Broud sentait de façon inconsciente et profonde la différence de leurs destins. Ayla constituait non seulement une menace pour sa virilité mais pour son existence même. Sa haine à l’égard de la fillette était celle de l’ancien pour le nouveau, de la tradition envers l’innovation, de ce qui meurt envers ce qui vit. La race de Broud était trop statique ; elle n’évoluait pas. Quant à Ayla, elle représentait une nouvelle expérience de la nature, et en essayant de modeler son comportement sur celui des femmes, elle ne faisait qu’adopter une façade. En fait, elle essayait de découvrir le moyen de satisfaire un profond besoin qui cherchait à s’exprimer et, au fond d’elle-même, elle était déjà entrée dans la voie de la révolte.
Par une matinée qui s’était révélée particulièrement éprouvante pour elle, Ayla alla se désaltérer à la petite mare. Les hommes s’étaient réunis de l’autre côté de l’entrée de la caverne pour organiser la prochaine chasse. Ayla en était heureuse, car ainsi Broud ne serait pas là pour la harceler comme il prenait plaisir à le faire. Pourquoi fait-il toujours appel à moi pour les corvées ? Et j’ai beau m’exécuter du mieux que je le peux, il n’est jamais satisfait. Comme j’aimerais qu’il me laisse tranquille !
— Aïe ! s’écria-t-elle involontairement, surprise par la violence du coup que Broud venait de lui porter.
Tout le monde se tourna vers elle, puis regarda aussitôt ailleurs. Quand on est presque une femme, on s’abstient de crier quand on reçoit une taloche.
— Espèce de paresseuse ! A quoi rêvassais-tu, assise à ne rien faire s’exclama Broud. Je t’ai demandé de nous apporter à boire et tu n’as pas obéi. Pourquoi faut-il qu’on te le dise deux fois ?
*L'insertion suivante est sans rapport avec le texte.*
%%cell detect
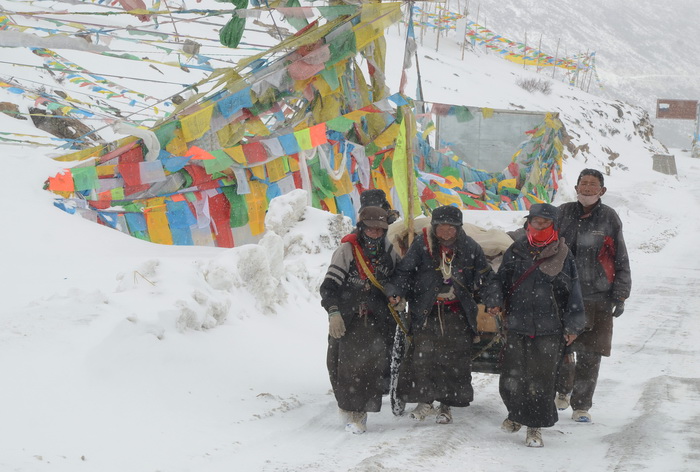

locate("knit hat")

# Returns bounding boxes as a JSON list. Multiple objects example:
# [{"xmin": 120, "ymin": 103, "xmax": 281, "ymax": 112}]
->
[
  {"xmin": 357, "ymin": 206, "xmax": 389, "ymax": 229},
  {"xmin": 430, "ymin": 205, "xmax": 462, "ymax": 226},
  {"xmin": 360, "ymin": 188, "xmax": 391, "ymax": 211},
  {"xmin": 527, "ymin": 203, "xmax": 559, "ymax": 228}
]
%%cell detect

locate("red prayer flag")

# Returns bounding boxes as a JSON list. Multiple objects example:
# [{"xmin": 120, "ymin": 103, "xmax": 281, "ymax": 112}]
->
[{"xmin": 242, "ymin": 142, "xmax": 268, "ymax": 164}]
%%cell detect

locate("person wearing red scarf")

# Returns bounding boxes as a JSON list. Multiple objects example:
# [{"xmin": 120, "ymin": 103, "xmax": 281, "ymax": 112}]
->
[{"xmin": 498, "ymin": 203, "xmax": 584, "ymax": 447}]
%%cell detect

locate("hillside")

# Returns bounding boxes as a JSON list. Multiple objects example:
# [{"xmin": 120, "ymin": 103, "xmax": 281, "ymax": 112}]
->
[{"xmin": 0, "ymin": 0, "xmax": 700, "ymax": 472}]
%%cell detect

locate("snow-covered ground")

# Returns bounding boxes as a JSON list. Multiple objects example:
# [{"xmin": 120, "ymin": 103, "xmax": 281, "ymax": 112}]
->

Une bouffée de rage envahit Ayla. Elle s’en voulait d’avoir crié, de s’être humiliée devant tout le clan. Elle se leva, mais au lieu de bondir sur ses pieds, prompte à obéir, elle prit tout son temps et, jetant à Broud un regard noir, elle se mit en devoir d’apporter à boire aux hommes, muets de stupeur. Comment osait-elle se montrer si insolente ?
Donnant libre cours à sa colère, Broud se jeta sur elle, la fit pivoter et lui envoya en plein visage un coup de poing qui la projeta à terre. Il lui asséna un autre coup violent tandis qu’elle roulait en boule pour tenter de se protéger. Aucune plainte ne sortit de sa bouche, bien que le silence ne soit plus de rigueur en de telles circonstances. La fureur de Broud croissait avec sa violence ; il voulait l’entendre crier et, aveuglé par la rage, il fit pleuvoir sur elle une volée de coups féroces.
Se cuirassant contre la douleur, elle serra les dents, résolue à ne pas lui concéder ce plaisir. Mais au bout de quelques instants, elle n’était même plus en mesure de hurler.
Lentement, à travers le voile rouge qui l’aveuglait, elle prit vaguement conscience qu’on avait cessé de la battre. Elle sentit Iza l’aider à se relever et, en s’appuyant sur elle de tout son poids, elle tituba, à moitié évanouie, jusqu’à la caverne. Elle éprouva une vague sensation de bien-être quand la guérisseuse lui appliqua des cataplasmes et, avant de sombrer dans le sommeil, elle sentit confusément qu’on lui faisait absorber un breuvage amer.